Ci sono già tanti nomi accostati al Napoli, come Rios del Benfica o il giocatore bosniaco che piace molto: sono colpi della società più che di Conte? Il Napoli cambierà strategia sul mercato?

"Il Napoli, come tutti i grandi club, ha una strategia per pianificare per tempo, quindi questi nomi sono evidentemente frutto di contatti già avviati. Però capire in questo momento se acquisti e cessioni saranno concordati con Conte mi sembra prematuro. Le dichiarazioni recenti e le possibili evoluzioni, come un eventuale interesse della nazionale, fanno parte dell’attualità. Io personalmente ritengo che la partita per la panchina del Napoli e quella della nazionale sia ancora aperta e tutta da giocare."

In caso di addio di Conte, la società punterebbe su un allenatore in continuità tattica o cambierebbe completamente sistema di gioco?

"Ogni stagione ha una sua storia. Non dimentichiamo che lo stesso Conte è stato in grado di lavorare anche con la difesa a quattro. Non so se il mercato possa essere condizionato da questo tipo di valutazioni, anche perché nella rosa ci sono giocatori capaci di interpretare più moduli. In questo momento il mercato del Napoli ha un solo faro: l’obbligo di risparmiare. Nonostante gli incassi, ci sono i vincoli del fair play finanziario, sia europeo che italiano, che impongono limiti stringenti. Su questo il Napoli dovrà essere molto attento rispetto alle ultime stagioni. L’eventuale addio di Conte sarà anche legato a un accordo su cessioni, numero delle operazioni e gestione della rosa: questa è la vera partita tra società e allenatore."

Perché si parla di Conte in ottica nazionale se non c’è ancora un nuovo presidente federale? Sono voci concrete?

"Ho parlato solo di una sorta di autocandidatura di Conte, non c’è altro al momento. È una fase simile a una campagna elettorale, ma concreta fino a un certo punto."

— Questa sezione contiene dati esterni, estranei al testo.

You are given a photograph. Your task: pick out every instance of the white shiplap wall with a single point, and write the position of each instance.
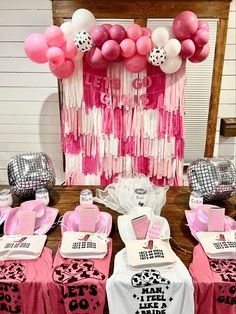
(226, 146)
(29, 117)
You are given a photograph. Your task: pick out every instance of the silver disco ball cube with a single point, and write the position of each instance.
(214, 178)
(29, 172)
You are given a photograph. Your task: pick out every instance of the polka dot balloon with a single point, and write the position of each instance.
(157, 56)
(83, 41)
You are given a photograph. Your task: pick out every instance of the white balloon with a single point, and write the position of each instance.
(172, 48)
(68, 30)
(171, 65)
(83, 20)
(160, 36)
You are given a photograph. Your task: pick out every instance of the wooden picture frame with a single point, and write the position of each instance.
(140, 11)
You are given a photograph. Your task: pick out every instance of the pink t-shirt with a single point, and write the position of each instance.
(23, 285)
(78, 285)
(214, 283)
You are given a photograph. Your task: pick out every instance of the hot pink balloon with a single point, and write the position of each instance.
(117, 32)
(146, 32)
(187, 48)
(185, 25)
(107, 27)
(203, 25)
(64, 70)
(201, 37)
(144, 45)
(54, 36)
(100, 35)
(36, 48)
(95, 59)
(200, 54)
(135, 64)
(127, 48)
(134, 31)
(55, 56)
(70, 50)
(110, 50)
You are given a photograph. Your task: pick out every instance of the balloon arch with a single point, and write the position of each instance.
(164, 47)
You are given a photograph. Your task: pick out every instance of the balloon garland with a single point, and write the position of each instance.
(164, 47)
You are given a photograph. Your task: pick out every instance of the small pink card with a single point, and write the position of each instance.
(140, 226)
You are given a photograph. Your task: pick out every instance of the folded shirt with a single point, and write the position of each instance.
(142, 253)
(83, 245)
(220, 245)
(21, 247)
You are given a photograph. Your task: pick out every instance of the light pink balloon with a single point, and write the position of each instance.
(203, 25)
(185, 25)
(54, 36)
(201, 37)
(100, 35)
(144, 45)
(117, 32)
(146, 32)
(110, 50)
(127, 48)
(64, 70)
(95, 59)
(187, 48)
(200, 54)
(36, 48)
(134, 31)
(136, 63)
(55, 56)
(70, 50)
(107, 27)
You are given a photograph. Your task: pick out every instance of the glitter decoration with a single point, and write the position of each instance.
(29, 172)
(214, 178)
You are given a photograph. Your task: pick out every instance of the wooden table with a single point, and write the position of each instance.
(67, 198)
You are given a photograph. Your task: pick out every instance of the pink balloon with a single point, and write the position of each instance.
(201, 37)
(70, 50)
(146, 32)
(136, 63)
(187, 48)
(36, 47)
(200, 54)
(107, 27)
(55, 56)
(203, 25)
(127, 48)
(95, 59)
(110, 50)
(144, 45)
(100, 35)
(185, 25)
(134, 31)
(54, 36)
(64, 70)
(117, 32)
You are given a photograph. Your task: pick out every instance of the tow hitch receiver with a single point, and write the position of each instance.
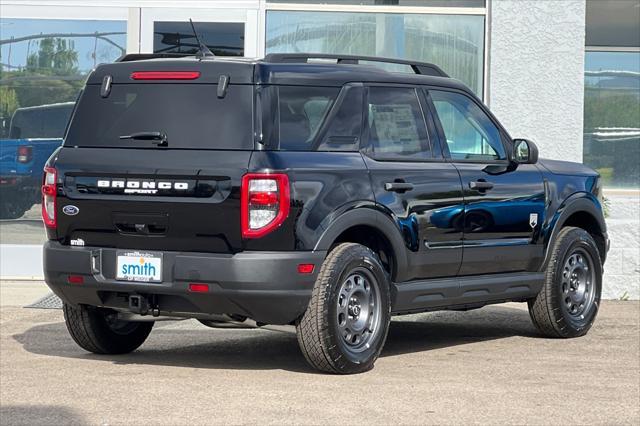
(138, 304)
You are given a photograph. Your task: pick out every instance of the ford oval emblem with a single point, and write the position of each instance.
(70, 210)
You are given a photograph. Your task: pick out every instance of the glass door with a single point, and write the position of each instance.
(227, 32)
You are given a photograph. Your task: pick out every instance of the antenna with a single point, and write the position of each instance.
(203, 50)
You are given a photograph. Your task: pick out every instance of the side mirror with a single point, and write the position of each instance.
(525, 151)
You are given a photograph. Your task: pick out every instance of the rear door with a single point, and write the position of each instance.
(503, 202)
(410, 179)
(156, 166)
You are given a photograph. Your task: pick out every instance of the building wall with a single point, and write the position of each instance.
(534, 84)
(536, 72)
(536, 89)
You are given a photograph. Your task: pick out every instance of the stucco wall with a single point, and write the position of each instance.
(536, 72)
(536, 89)
(622, 270)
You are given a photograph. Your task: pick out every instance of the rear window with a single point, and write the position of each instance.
(190, 115)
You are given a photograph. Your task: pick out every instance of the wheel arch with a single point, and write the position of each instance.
(373, 229)
(582, 211)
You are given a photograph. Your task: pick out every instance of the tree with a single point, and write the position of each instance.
(8, 102)
(54, 56)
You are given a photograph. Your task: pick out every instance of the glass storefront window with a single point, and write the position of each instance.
(419, 3)
(222, 38)
(453, 42)
(44, 64)
(612, 116)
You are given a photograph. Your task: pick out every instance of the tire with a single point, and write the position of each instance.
(345, 325)
(96, 330)
(568, 302)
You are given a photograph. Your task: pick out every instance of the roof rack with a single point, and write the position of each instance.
(423, 68)
(144, 56)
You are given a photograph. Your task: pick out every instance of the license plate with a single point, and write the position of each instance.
(139, 266)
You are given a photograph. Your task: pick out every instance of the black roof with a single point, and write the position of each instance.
(274, 69)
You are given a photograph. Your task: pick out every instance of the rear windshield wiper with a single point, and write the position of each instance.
(159, 138)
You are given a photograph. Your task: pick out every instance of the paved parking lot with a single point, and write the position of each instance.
(483, 366)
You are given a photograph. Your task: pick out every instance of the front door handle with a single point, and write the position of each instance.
(398, 186)
(480, 185)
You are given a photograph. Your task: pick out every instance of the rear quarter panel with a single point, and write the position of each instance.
(324, 185)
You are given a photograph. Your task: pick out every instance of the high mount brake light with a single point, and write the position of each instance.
(165, 75)
(49, 195)
(25, 154)
(265, 203)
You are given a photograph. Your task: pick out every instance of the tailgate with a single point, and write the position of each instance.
(183, 200)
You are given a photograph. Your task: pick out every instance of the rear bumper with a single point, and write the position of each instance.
(264, 286)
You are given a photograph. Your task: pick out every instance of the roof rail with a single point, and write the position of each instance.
(423, 68)
(144, 56)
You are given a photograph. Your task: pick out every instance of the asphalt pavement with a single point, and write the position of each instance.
(485, 366)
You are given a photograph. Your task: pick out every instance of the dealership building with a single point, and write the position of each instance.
(563, 73)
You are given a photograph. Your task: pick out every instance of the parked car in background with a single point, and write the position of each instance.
(309, 190)
(33, 134)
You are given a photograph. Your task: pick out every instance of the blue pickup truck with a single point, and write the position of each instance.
(33, 135)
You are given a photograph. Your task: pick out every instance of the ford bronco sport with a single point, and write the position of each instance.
(318, 191)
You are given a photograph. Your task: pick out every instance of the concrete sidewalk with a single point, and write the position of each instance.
(483, 366)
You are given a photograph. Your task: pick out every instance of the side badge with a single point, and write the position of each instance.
(70, 210)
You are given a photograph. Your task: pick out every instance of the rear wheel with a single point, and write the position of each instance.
(99, 331)
(569, 300)
(346, 323)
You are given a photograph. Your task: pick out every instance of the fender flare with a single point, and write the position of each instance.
(366, 216)
(580, 202)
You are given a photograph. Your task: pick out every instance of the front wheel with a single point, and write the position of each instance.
(99, 331)
(346, 323)
(568, 302)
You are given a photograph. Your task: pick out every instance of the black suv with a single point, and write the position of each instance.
(318, 191)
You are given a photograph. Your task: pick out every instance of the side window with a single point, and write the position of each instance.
(343, 129)
(302, 110)
(470, 134)
(396, 124)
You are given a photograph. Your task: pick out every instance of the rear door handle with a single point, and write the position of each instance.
(398, 186)
(480, 185)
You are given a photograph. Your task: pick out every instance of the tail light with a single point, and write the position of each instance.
(265, 203)
(49, 194)
(25, 154)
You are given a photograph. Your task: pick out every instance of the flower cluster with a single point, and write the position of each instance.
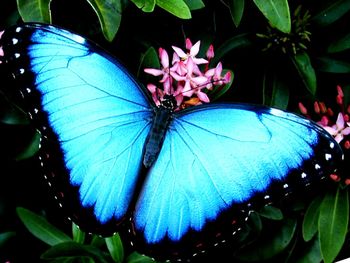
(184, 79)
(337, 123)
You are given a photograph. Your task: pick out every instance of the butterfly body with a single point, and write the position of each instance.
(155, 139)
(207, 164)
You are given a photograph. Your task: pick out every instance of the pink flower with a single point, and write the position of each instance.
(339, 129)
(186, 77)
(165, 71)
(1, 50)
(193, 52)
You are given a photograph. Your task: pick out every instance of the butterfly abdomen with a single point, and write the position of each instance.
(156, 136)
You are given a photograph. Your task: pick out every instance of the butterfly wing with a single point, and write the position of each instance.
(214, 159)
(93, 116)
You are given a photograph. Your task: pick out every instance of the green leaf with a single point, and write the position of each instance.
(331, 12)
(149, 59)
(31, 149)
(310, 222)
(138, 258)
(340, 44)
(109, 14)
(145, 5)
(330, 65)
(271, 212)
(78, 234)
(10, 113)
(306, 71)
(333, 223)
(176, 7)
(195, 4)
(73, 249)
(276, 12)
(5, 237)
(40, 228)
(115, 248)
(269, 243)
(34, 10)
(310, 253)
(236, 9)
(232, 44)
(276, 87)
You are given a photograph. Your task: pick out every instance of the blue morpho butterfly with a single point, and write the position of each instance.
(206, 165)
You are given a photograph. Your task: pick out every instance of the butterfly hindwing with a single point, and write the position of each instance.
(215, 158)
(96, 121)
(92, 106)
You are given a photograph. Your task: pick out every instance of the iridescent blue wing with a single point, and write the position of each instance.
(91, 113)
(217, 158)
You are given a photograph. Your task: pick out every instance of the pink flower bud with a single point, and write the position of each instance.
(316, 107)
(340, 91)
(339, 100)
(347, 144)
(347, 181)
(210, 52)
(335, 177)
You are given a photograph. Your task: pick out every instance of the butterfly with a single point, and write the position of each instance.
(176, 181)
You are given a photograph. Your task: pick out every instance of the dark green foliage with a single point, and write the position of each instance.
(280, 53)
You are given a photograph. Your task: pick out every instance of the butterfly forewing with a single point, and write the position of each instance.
(215, 160)
(84, 102)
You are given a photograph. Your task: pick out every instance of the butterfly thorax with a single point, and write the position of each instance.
(155, 138)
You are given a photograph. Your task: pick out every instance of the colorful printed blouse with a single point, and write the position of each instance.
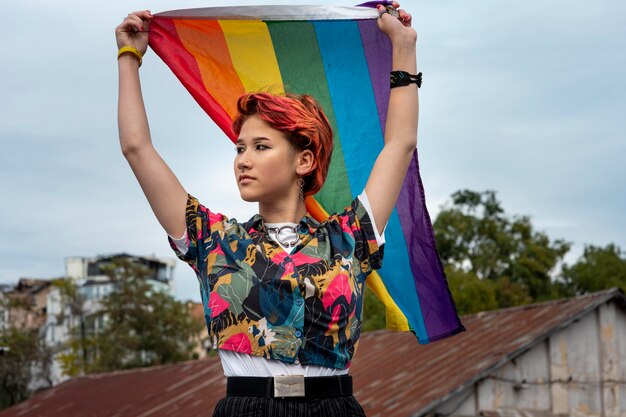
(304, 307)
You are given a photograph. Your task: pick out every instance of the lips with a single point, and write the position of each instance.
(244, 179)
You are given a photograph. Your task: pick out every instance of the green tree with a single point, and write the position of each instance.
(597, 269)
(143, 325)
(478, 241)
(24, 362)
(471, 294)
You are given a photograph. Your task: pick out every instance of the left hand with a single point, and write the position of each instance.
(398, 29)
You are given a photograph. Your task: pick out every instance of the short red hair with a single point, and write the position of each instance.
(302, 119)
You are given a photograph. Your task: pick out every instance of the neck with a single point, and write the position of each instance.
(282, 212)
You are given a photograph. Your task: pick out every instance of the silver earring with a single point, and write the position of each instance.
(301, 186)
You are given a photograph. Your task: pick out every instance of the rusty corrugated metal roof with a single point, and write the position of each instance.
(394, 376)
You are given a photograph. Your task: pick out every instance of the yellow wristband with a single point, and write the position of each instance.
(129, 50)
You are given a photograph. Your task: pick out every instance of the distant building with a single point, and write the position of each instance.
(25, 305)
(89, 274)
(553, 359)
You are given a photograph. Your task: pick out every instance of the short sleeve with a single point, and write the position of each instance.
(201, 225)
(356, 221)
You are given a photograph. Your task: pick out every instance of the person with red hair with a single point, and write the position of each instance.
(282, 292)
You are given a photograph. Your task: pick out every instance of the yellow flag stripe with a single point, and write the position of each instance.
(396, 320)
(252, 54)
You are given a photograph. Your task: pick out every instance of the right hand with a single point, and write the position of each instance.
(133, 31)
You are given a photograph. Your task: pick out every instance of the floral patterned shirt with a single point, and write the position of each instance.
(300, 307)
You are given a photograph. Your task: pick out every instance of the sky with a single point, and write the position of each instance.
(524, 98)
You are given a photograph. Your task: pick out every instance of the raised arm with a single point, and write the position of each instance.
(387, 176)
(166, 195)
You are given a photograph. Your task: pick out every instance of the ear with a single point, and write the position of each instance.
(305, 162)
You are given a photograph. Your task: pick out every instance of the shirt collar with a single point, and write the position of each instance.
(307, 223)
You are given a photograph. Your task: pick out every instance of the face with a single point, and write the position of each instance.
(266, 165)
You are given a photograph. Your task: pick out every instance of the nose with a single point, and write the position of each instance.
(242, 162)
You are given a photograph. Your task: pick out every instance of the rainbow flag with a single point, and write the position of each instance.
(339, 56)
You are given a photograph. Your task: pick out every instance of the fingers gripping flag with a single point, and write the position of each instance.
(339, 56)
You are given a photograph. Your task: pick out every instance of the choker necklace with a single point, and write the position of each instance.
(277, 230)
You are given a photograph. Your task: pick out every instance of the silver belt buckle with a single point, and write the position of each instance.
(289, 386)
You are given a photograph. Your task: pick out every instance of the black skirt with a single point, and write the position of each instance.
(346, 406)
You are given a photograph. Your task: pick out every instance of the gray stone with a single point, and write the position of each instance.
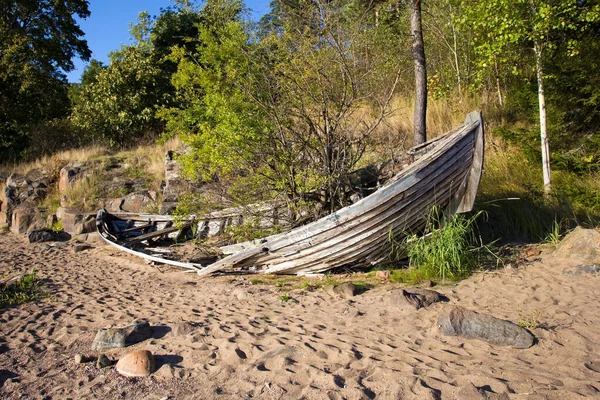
(472, 392)
(23, 217)
(593, 269)
(138, 201)
(41, 235)
(580, 244)
(75, 221)
(415, 298)
(458, 321)
(103, 361)
(346, 290)
(80, 359)
(110, 338)
(183, 329)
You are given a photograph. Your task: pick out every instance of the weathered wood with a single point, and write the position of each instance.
(156, 234)
(446, 174)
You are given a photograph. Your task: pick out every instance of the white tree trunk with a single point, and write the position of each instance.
(543, 124)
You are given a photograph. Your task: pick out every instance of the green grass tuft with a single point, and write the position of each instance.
(447, 249)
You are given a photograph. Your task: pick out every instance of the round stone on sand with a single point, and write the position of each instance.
(136, 364)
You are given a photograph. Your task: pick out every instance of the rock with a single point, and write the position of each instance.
(183, 329)
(240, 294)
(80, 359)
(592, 269)
(103, 361)
(345, 290)
(428, 283)
(382, 275)
(81, 247)
(458, 321)
(169, 371)
(110, 338)
(415, 298)
(23, 217)
(41, 235)
(75, 221)
(471, 392)
(139, 363)
(51, 220)
(67, 177)
(138, 201)
(581, 244)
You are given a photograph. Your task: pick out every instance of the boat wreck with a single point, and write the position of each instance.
(443, 172)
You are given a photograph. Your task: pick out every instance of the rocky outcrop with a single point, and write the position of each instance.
(20, 197)
(581, 244)
(69, 174)
(75, 221)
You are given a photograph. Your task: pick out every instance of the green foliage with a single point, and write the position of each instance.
(446, 250)
(284, 298)
(23, 290)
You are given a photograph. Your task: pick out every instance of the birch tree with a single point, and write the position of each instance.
(508, 30)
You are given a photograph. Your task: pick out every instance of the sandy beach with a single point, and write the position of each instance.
(226, 338)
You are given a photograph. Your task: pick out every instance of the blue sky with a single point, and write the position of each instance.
(108, 26)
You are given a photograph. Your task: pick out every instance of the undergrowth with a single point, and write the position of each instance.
(23, 290)
(446, 250)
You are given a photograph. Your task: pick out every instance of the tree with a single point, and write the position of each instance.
(117, 104)
(505, 27)
(294, 108)
(38, 41)
(418, 52)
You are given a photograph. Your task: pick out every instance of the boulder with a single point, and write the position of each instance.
(183, 329)
(79, 247)
(103, 361)
(458, 321)
(41, 235)
(67, 177)
(580, 244)
(22, 218)
(110, 338)
(382, 275)
(346, 290)
(472, 392)
(414, 298)
(590, 269)
(139, 363)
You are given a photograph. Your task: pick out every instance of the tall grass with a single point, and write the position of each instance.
(447, 250)
(23, 290)
(511, 193)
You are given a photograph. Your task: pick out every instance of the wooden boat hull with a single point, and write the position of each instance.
(445, 174)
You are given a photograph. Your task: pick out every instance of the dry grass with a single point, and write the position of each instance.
(56, 161)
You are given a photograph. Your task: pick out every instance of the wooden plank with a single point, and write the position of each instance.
(152, 235)
(404, 180)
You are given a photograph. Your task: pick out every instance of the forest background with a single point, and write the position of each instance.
(287, 106)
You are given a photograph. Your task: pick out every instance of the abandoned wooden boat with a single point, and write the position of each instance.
(444, 172)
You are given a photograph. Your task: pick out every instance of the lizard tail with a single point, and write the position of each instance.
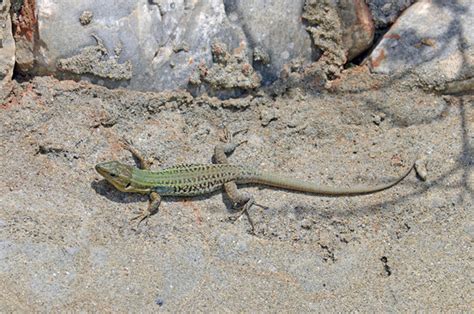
(274, 180)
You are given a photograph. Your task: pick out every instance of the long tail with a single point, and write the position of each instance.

Secondo te Conte si è candidato davvero?

"Sì, si è candidato, ma bisogna capire se si tratta di una candidatura reale o più retorica. Potrebbe essere un modo per preparare un eventuale addio al Napoli, oppure una situazione simile a quella di un anno fa, quando sembrava dovesse andare via. In questo caso non c’è ancora un presidente federale: bisognerà aspettare e poi si vedrà se sarà Conte, Allegri, Mancini o altri. Conte ha caratteristiche importanti e conosce quell’ambiente, ma questo non significa che abbia già deciso di lasciare il Napoli. È una fase di passaggio in cui vuole capire cosa può offrirgli il club e se può assecondare i suoi progetti."

Guardando al campo: Alisson Santos ha inciso molto contro il Milan. Quanto è difficile rinunciare a lui nella prossima partita?

"Le partite sono diverse tra loro e non conosco le scelte immediate di Conte, ma per logica contro una squadra che si chiude molto è utile puntare da subito su un’ala così forte nell’uno contro uno come lui."